Bundesbank staff battle cuts
STAFF of Germany’s Bundesbank yesterday gathered in protest at the central bank’s plan to close local offices and slash jobs.
Around 1,500 staff assembled outside the Bundesbank headquarters in Frankfurt to demonstrate against plans to close 14 of 47 regional offices by 2012, with another nine to go by 2015. The initial round of closures would see 300 jobs cut and a further 500 relocated.
The protesters waved placards bearing the slogan “Unnecessary branch closures mean our death” and carried cardboard coffins, in action co-ordinated by the central bank employees’ union VdB and fellow union Verdi.
“This is a historic first, as for the very first time Bundesbank employees go into the streets to voice their protest,” said VdB union head Bernd Kurczyk.
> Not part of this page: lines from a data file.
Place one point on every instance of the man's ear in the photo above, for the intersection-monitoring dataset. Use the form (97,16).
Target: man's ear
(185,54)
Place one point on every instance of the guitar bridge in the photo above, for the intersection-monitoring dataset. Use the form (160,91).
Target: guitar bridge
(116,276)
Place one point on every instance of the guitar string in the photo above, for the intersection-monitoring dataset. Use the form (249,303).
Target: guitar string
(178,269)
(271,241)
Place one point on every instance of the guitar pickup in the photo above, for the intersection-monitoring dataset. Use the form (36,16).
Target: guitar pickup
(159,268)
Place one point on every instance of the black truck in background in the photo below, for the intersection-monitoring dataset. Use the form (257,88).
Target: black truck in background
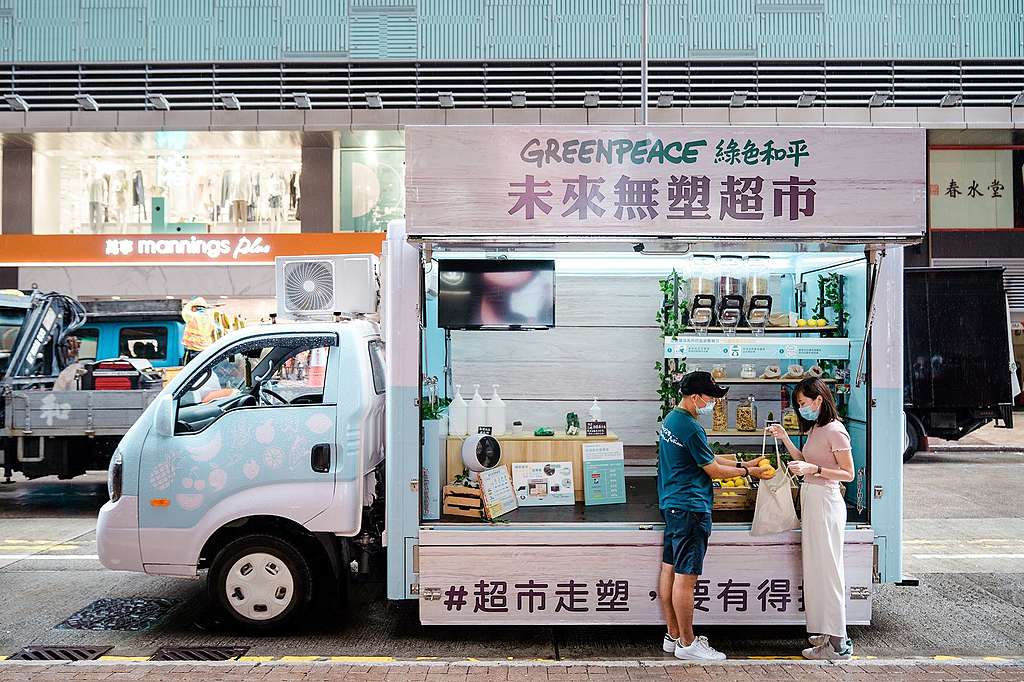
(958,367)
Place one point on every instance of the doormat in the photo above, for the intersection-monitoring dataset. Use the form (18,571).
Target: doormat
(119,613)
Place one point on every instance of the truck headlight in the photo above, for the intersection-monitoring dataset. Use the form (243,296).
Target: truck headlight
(115,476)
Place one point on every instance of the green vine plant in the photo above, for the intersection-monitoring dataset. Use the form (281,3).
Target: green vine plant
(830,288)
(672,317)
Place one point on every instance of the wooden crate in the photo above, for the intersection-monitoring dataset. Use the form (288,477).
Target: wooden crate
(734,498)
(463,501)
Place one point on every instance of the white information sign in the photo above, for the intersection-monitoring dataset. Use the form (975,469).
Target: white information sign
(663,180)
(554,579)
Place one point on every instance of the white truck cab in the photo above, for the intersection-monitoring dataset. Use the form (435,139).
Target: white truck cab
(259,461)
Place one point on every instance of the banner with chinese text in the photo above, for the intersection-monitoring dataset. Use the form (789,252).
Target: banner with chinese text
(745,581)
(632,181)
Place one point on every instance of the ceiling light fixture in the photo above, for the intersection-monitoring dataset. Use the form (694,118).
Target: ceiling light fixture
(16,102)
(880,98)
(160,101)
(86,102)
(951,99)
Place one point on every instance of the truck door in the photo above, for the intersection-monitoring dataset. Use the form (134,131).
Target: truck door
(254,434)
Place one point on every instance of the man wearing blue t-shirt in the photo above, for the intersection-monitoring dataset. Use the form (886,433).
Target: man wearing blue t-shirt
(685,468)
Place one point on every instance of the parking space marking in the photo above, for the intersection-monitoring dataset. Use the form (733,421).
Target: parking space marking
(968,556)
(50,557)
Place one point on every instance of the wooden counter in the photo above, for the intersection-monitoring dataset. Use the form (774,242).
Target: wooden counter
(528,448)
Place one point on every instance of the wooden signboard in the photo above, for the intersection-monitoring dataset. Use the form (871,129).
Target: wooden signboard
(606,577)
(857,183)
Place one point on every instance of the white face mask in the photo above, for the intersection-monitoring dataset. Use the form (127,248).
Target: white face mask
(708,409)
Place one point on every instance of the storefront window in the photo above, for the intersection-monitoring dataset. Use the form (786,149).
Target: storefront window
(373,186)
(975,186)
(167,182)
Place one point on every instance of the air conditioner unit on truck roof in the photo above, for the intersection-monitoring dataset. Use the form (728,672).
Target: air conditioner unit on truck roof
(318,287)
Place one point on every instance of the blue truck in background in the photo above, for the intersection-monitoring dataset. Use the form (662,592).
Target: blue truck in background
(74,377)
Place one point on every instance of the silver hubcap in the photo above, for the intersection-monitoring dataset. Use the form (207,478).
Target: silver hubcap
(259,586)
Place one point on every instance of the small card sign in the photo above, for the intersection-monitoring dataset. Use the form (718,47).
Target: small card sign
(499,497)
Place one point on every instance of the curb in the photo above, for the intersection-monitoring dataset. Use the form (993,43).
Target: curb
(434,662)
(975,449)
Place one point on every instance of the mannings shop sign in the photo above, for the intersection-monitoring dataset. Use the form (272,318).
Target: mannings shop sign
(755,182)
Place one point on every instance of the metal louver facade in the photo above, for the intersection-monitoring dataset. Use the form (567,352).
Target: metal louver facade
(546,84)
(1013,274)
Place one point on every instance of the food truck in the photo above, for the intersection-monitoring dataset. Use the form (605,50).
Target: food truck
(580,271)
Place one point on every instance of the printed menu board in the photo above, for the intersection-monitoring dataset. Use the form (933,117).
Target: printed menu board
(603,473)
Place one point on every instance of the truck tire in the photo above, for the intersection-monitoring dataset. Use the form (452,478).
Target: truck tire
(260,582)
(911,437)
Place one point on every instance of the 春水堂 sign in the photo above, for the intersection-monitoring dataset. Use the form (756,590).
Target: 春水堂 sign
(678,181)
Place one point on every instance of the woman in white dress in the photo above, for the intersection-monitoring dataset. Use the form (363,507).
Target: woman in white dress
(824,462)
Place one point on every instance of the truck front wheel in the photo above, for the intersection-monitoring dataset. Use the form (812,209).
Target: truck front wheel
(261,582)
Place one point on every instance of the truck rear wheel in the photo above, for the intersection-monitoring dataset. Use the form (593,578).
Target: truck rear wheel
(261,582)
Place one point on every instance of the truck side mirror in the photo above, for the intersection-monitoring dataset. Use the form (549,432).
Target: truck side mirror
(163,421)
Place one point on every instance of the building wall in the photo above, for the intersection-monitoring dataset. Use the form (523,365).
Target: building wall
(89,31)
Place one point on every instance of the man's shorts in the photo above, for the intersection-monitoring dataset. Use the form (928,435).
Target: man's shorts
(686,536)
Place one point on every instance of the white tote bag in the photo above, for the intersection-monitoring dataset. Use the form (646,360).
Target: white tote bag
(774,511)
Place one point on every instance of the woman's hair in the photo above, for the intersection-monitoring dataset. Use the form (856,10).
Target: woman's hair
(812,387)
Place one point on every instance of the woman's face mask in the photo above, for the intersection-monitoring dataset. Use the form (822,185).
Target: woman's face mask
(810,412)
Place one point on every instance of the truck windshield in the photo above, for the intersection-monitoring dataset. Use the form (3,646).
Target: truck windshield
(10,324)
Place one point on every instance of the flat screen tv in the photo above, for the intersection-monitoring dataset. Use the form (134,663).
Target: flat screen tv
(496,294)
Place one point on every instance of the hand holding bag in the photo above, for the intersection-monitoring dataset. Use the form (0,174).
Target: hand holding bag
(773,510)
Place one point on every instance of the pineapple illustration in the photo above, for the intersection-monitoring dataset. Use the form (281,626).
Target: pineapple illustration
(163,474)
(273,457)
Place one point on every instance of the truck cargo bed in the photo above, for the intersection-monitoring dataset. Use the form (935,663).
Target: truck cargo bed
(44,413)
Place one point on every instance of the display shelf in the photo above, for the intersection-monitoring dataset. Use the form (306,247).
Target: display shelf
(757,347)
(776,330)
(737,432)
(769,381)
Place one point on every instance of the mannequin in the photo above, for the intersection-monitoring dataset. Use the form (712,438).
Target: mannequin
(97,202)
(275,203)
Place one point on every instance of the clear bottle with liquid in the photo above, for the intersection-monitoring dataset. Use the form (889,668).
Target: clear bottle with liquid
(458,414)
(497,414)
(477,412)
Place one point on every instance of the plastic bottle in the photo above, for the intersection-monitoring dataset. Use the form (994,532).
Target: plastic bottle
(458,414)
(497,413)
(477,412)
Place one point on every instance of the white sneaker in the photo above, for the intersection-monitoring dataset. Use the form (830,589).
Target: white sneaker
(698,650)
(826,652)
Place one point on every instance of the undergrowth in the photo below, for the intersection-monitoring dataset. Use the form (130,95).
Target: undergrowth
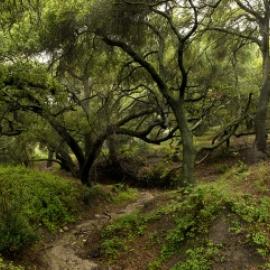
(31,200)
(191,212)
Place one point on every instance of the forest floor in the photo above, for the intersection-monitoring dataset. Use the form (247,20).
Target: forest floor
(64,252)
(221,224)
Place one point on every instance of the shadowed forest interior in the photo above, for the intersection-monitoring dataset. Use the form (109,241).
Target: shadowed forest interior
(134,134)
The Bundesbank has been shrinking its operations since the introduction of the euro – handing over many of its responsibilities to the European Central Bank – and has been axing staff ever since. In 2002, the central bank had a headcount of more than 14,300 but it now employs 10,000, with 1,000 more set to go by 2012.
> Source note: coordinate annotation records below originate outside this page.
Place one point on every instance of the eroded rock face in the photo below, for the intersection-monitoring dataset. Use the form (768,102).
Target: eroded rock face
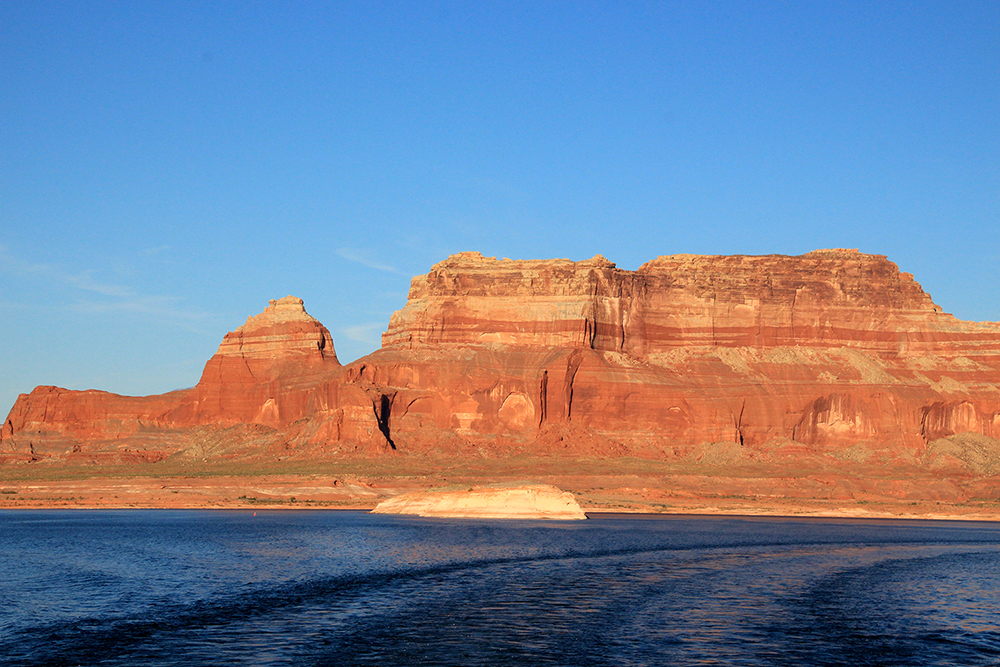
(832,350)
(263,371)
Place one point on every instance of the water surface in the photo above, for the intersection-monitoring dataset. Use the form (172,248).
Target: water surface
(184,587)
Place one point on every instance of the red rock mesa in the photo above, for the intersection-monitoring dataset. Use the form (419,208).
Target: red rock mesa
(822,352)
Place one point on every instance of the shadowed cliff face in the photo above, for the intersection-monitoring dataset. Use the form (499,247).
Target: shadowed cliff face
(831,353)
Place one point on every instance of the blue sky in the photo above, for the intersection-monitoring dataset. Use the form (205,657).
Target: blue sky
(167,168)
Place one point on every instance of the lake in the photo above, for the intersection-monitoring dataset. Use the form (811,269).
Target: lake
(190,587)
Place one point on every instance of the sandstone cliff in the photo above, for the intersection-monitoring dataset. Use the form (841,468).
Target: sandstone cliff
(834,353)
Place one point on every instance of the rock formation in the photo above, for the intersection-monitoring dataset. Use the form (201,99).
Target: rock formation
(532,501)
(833,352)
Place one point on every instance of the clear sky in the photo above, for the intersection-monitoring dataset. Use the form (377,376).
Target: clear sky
(166,168)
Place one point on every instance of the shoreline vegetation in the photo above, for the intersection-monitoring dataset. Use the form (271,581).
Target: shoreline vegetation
(616,486)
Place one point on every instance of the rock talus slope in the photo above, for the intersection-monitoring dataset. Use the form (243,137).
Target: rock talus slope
(833,352)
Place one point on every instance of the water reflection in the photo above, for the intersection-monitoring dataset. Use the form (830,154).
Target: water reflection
(313,588)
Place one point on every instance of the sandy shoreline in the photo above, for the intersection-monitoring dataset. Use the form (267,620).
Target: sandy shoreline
(293,492)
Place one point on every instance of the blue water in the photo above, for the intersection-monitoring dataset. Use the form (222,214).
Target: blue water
(166,587)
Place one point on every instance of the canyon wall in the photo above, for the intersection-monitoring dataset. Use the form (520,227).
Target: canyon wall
(823,352)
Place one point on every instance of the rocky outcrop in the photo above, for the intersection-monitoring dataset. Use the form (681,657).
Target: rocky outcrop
(831,350)
(263,371)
But the reduction in staffing levels appears to be at odds with plans by Germany’s new ruling coalition to absorb financial regulator BaFin into the Bundesbank and give it sole responsibility for oversight of banks.
And the row comes at a difficult time for the Bundesbank, as it reels from derogatory comments made by board member Thilo Sarrazin about the country’s large Turkish and Arab communities recently.
Sarrazin was yesterday stripped of his responsibility for cash circulation after saying that German Muslims contributed little to the economy.